One commentator said you are angry because you are no longer ambassador…

I have been Ramzia Diab even before NPP, before UDP. I have been comfortable. I have lived a privilege life since I was young. So, for me, riches are nothing. It’s not that I am looking for a job; I want to work for my country and I am concerned with what is happening in my county again.

The inception of Barrow government engendered a lot of enthusiasm for change, but he has since reverted to hiring former Jammeh disciples. As a victim, do you think his hiring trajectory bodes well for your fight for justice as Barrow dances with the same people who enabled Jammeh to commit those crimes?

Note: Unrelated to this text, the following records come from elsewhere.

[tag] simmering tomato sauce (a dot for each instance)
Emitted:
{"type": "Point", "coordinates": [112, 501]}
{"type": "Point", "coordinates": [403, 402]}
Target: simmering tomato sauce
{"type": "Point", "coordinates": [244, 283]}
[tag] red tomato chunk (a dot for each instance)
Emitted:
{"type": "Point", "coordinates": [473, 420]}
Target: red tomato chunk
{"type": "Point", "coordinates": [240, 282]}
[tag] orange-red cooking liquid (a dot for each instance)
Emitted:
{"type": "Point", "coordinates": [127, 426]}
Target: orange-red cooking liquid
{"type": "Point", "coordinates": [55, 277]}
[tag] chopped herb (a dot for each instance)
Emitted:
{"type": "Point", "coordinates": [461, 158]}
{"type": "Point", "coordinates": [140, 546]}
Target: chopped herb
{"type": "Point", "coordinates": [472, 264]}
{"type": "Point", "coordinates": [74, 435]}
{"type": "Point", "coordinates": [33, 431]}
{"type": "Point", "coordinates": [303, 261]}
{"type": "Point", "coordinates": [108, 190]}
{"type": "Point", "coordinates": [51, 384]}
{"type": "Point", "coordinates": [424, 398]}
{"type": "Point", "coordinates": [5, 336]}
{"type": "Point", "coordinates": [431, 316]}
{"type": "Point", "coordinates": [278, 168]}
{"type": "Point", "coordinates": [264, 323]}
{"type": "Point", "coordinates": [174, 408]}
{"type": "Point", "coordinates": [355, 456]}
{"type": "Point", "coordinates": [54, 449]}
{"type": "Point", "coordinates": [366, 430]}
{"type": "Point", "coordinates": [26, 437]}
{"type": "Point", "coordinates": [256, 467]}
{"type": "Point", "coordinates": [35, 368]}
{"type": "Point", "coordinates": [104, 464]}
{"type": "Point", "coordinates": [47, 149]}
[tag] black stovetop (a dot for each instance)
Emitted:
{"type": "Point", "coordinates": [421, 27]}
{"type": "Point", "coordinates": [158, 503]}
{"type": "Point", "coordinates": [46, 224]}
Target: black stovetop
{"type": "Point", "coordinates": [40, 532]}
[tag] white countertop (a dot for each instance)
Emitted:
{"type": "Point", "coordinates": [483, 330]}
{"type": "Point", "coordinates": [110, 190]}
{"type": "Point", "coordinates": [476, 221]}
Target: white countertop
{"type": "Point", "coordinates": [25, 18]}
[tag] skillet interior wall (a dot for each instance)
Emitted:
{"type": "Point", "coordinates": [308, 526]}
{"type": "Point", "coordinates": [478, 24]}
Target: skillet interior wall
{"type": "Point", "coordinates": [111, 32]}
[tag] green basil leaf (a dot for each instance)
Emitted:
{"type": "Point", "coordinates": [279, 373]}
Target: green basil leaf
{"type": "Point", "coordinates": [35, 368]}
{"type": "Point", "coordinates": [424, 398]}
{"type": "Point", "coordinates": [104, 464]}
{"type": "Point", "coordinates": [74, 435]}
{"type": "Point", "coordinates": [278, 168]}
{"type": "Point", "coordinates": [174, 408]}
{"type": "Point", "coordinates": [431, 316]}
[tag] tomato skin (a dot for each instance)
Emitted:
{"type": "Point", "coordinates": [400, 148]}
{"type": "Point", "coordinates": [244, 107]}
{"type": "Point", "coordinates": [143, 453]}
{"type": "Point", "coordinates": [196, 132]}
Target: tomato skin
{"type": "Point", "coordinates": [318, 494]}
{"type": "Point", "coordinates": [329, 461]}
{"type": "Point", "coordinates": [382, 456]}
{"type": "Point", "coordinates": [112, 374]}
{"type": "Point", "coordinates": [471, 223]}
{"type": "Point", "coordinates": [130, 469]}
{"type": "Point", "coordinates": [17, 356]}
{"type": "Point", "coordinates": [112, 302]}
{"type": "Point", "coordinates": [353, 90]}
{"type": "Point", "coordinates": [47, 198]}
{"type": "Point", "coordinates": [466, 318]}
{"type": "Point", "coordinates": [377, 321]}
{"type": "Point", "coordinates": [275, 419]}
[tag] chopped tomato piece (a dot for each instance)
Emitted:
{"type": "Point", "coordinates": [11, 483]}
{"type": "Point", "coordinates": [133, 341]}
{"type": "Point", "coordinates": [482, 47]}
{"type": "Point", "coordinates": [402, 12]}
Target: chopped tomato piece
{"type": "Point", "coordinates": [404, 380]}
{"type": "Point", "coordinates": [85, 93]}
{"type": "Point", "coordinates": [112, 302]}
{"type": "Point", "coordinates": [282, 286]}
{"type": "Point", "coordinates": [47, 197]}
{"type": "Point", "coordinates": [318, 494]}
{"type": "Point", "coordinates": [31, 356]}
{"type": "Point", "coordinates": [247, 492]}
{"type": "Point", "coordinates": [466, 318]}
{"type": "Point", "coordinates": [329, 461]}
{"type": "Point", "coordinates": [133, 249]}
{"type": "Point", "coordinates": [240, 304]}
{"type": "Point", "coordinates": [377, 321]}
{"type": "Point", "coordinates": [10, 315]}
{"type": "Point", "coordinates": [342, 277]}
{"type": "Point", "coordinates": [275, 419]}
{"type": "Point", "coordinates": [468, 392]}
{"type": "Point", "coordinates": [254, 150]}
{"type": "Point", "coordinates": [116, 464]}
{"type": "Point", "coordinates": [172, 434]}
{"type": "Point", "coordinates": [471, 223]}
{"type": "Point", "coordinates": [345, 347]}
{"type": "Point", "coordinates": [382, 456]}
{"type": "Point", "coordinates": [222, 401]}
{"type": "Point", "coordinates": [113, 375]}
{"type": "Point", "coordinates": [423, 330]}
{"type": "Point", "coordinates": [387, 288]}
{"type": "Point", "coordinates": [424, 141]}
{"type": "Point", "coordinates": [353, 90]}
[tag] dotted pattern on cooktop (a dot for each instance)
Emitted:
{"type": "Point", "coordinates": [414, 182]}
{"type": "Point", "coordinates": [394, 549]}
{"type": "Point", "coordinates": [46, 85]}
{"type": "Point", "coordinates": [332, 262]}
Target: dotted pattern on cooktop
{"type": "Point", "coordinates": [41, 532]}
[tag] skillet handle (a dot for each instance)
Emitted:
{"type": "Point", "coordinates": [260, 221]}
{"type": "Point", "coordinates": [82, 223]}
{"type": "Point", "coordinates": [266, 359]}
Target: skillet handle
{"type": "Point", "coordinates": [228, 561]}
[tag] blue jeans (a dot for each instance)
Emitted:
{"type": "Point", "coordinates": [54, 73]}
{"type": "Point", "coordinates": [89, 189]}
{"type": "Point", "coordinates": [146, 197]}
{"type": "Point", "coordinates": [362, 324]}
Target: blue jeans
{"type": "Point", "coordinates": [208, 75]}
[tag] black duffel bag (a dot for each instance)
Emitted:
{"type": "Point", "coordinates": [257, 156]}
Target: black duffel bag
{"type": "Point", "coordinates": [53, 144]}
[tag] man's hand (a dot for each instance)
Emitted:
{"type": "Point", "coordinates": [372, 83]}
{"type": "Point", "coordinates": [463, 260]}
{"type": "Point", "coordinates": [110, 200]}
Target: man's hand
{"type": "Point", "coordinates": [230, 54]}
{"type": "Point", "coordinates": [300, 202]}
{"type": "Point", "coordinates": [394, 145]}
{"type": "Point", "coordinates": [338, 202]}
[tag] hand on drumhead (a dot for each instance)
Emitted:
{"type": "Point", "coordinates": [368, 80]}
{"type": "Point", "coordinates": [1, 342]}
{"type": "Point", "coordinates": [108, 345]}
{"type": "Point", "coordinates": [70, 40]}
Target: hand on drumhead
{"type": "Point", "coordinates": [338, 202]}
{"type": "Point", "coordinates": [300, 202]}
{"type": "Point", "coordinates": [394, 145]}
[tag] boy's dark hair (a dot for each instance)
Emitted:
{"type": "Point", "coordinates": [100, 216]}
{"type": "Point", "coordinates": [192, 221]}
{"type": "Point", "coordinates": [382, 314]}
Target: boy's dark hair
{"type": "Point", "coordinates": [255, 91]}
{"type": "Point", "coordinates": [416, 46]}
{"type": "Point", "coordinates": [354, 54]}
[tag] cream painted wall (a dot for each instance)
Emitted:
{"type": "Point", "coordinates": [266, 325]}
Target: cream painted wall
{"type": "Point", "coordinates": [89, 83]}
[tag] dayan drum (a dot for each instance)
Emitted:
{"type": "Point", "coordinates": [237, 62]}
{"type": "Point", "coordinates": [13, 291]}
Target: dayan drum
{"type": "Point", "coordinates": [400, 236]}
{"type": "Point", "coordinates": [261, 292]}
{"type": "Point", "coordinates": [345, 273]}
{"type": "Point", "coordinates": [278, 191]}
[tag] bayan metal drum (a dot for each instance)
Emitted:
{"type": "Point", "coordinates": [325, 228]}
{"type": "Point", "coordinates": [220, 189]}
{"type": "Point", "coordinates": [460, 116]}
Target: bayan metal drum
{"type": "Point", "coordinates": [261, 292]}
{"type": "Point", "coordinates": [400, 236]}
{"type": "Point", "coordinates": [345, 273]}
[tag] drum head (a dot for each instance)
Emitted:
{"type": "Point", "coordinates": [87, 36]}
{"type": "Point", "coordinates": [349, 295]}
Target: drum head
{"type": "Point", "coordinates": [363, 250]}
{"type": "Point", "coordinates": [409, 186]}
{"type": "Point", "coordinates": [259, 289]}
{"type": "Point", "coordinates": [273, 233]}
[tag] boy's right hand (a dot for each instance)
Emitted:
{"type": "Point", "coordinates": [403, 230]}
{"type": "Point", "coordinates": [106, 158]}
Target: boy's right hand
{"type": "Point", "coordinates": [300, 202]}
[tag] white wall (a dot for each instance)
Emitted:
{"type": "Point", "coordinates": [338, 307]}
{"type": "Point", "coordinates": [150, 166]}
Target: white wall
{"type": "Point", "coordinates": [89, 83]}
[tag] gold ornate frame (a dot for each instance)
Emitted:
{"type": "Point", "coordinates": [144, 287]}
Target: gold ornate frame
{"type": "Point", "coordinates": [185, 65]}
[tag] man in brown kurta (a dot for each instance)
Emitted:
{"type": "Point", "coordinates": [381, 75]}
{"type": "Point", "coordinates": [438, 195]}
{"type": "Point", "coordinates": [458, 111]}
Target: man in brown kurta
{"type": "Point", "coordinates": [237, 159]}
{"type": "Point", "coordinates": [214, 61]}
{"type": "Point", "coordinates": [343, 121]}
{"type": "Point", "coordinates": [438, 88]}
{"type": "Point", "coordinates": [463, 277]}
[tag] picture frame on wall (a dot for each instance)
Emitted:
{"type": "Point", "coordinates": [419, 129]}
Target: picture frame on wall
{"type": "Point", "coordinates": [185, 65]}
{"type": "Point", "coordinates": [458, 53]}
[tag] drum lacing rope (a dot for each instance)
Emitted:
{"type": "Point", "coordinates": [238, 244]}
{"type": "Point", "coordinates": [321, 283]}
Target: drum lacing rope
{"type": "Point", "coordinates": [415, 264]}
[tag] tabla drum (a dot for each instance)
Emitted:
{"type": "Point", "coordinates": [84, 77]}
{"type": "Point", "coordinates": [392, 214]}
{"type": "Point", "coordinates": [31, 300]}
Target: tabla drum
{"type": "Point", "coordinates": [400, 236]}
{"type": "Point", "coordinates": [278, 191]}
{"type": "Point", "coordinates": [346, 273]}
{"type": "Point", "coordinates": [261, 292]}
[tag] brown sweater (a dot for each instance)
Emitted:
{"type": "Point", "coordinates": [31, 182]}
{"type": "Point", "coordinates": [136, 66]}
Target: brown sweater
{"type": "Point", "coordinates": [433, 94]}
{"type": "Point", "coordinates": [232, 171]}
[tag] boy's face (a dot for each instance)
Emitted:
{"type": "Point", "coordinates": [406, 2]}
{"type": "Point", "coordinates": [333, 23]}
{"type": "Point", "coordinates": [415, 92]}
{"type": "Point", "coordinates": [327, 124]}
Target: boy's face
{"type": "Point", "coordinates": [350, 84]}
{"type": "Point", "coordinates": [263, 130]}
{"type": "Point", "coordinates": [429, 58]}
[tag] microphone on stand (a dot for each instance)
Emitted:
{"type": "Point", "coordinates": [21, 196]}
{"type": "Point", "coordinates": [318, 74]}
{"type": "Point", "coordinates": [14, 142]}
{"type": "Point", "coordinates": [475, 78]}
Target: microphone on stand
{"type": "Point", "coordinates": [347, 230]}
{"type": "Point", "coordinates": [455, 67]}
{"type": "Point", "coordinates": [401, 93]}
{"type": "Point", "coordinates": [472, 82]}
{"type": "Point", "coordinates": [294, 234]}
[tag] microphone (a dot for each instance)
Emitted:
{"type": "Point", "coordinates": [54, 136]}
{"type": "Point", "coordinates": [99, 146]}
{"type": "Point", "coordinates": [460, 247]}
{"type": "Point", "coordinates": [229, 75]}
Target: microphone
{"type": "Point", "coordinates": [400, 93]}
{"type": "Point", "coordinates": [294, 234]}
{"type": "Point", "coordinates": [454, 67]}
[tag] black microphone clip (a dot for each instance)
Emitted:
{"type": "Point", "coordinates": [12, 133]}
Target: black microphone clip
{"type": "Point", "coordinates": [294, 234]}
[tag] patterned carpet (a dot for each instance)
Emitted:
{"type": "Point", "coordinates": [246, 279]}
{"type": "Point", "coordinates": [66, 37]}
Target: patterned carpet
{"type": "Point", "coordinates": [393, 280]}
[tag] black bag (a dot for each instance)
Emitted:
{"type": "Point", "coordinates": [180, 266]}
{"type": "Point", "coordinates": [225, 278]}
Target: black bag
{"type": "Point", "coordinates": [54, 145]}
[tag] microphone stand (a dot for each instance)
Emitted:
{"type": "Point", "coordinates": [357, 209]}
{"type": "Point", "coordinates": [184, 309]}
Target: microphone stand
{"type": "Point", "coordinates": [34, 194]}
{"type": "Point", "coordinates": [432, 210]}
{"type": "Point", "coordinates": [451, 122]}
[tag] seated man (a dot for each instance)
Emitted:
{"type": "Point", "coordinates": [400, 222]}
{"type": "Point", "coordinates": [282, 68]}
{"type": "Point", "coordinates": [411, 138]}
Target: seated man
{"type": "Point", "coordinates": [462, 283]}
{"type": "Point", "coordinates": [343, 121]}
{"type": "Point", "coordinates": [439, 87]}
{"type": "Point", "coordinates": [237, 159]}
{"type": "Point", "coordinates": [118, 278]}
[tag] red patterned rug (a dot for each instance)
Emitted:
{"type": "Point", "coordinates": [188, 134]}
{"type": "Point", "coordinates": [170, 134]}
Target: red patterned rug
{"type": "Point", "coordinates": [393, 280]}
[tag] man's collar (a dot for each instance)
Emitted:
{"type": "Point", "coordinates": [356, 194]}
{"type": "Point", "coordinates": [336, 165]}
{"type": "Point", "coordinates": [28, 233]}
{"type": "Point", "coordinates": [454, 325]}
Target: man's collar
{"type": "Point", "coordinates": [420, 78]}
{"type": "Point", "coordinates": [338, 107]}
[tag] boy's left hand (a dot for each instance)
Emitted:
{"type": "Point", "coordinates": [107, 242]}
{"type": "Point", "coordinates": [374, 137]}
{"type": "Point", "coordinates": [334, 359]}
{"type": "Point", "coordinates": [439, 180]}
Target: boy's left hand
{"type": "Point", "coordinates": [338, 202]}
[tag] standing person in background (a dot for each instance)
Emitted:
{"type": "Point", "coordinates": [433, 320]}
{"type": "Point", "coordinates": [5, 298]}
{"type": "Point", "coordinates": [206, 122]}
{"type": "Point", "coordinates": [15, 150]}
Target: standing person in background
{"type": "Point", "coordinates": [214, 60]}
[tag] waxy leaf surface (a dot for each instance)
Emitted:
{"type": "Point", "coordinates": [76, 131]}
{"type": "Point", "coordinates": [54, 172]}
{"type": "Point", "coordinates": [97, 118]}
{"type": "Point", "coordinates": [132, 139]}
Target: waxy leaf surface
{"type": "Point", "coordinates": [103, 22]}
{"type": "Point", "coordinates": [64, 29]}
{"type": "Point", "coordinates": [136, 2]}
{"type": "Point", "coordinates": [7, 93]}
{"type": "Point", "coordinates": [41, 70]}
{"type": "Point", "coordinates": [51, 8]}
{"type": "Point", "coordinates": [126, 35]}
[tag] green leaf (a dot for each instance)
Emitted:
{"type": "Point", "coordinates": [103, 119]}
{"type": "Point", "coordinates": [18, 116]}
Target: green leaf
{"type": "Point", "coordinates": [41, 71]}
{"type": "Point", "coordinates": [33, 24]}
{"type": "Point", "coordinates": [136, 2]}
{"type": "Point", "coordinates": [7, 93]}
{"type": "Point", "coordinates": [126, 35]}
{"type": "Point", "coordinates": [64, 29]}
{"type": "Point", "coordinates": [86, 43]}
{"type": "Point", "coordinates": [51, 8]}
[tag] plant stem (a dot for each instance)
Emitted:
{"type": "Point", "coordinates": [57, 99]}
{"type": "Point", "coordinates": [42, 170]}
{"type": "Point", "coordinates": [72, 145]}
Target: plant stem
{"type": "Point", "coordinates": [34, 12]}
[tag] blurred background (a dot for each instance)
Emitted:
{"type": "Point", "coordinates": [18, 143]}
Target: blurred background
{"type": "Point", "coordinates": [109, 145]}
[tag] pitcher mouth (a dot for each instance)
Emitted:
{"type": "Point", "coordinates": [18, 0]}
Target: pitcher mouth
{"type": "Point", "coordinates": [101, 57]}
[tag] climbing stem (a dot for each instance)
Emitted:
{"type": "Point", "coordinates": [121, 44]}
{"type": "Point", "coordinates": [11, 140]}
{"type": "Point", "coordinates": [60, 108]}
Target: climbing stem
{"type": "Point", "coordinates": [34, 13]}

Most of the recommendations of the Janneh Commission were not implemented. It’s like they handpicked who they wanted to punish and ask them to pay. It’s not fair. As a victim I feel very disappointed and I hope and urge the authority, who is Barrow himself, to please when the time comes, implement the recommendations of the TRRC. I am definitely concerned about the fate of the TRRC because I see what is happening in the country today. So many Jammeh cronies are working for Barrow. Those people are deciding the fate of the Gambians and how our ship is being steered.